If you zoom out and look at that from a health perspective, you can see why health fads often take off with just one scientific study backing it up. A study may have shown a relationship between two things, but it is not actually the cause of it.

A Lack of Representation

 One of the biggest issues with using scientific studies as the basis for medical claims is a lack of representation. Everybody and every body is different, and unfortunately, that can make it harder for researchers to replicate studies and maintain the same variables. This means that many scientific studies have been historically performed on a very specific population, usually young, white males. A lot of people are left in the dust as their demographics aren’t taken into account when it comes to scientific information that may be vital for their health. Even if studies are done using female participants, they typically aren’t menstruating. And as you know – your body’s needs change a whole lot around your period!

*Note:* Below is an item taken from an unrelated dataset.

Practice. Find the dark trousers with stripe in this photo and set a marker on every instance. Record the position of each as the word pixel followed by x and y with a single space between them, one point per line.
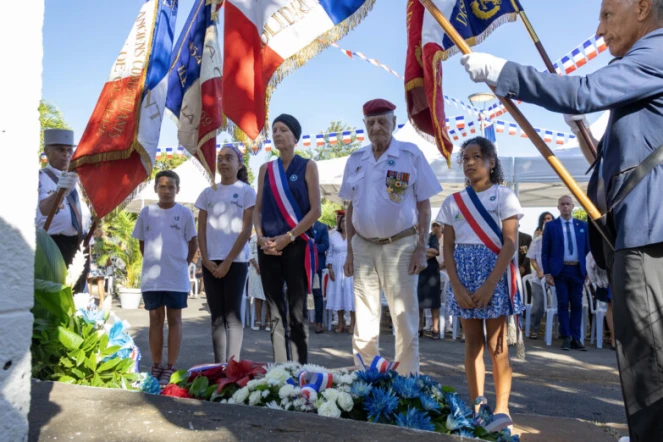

A popular example of this is intermittent fasting. Fasting is often seen as one of the best tools for optimizing workouts and gaining mental clarity, but it doesn’t work for a lot of people. Especially females and people who menstruate. This is because the most commonly cited studies on fasting were done on young males, not taking into account the different needs that females have.

Lived Experiences Matter

Another potential downside of scientific research is that it often comes at the expense of age-old wisdom. We’ve reached a point in modern medicine, where we can see where mistakes have been made by only trusting science and not lived experience. This is especially true when it comes to reproductive health. Just look at the rate of unnecessary interventions in labor, and high maternal mortality rates in the United States. A country with endless resources and data.

People are often quick to write off any information around health that doesn’t have adequate data around it, even if people have been successfully using those tools in their cultures for generations. These forms of medicine matter, as does your intuition and what you learn about your body by living in it.

It may be cliche, but it’s true. Health is about a balance of lived experience and traditional forms of medicine, along with the incredible advances of allopathic medicine.

We Still Love Science

We’re not saying don’t trust science. It’s a vital part of where we are as humans. What’s important is to learn how to check for multiple sources, critique where necessary, and understand where the gaps might be so that you can make the best choices for you and your body.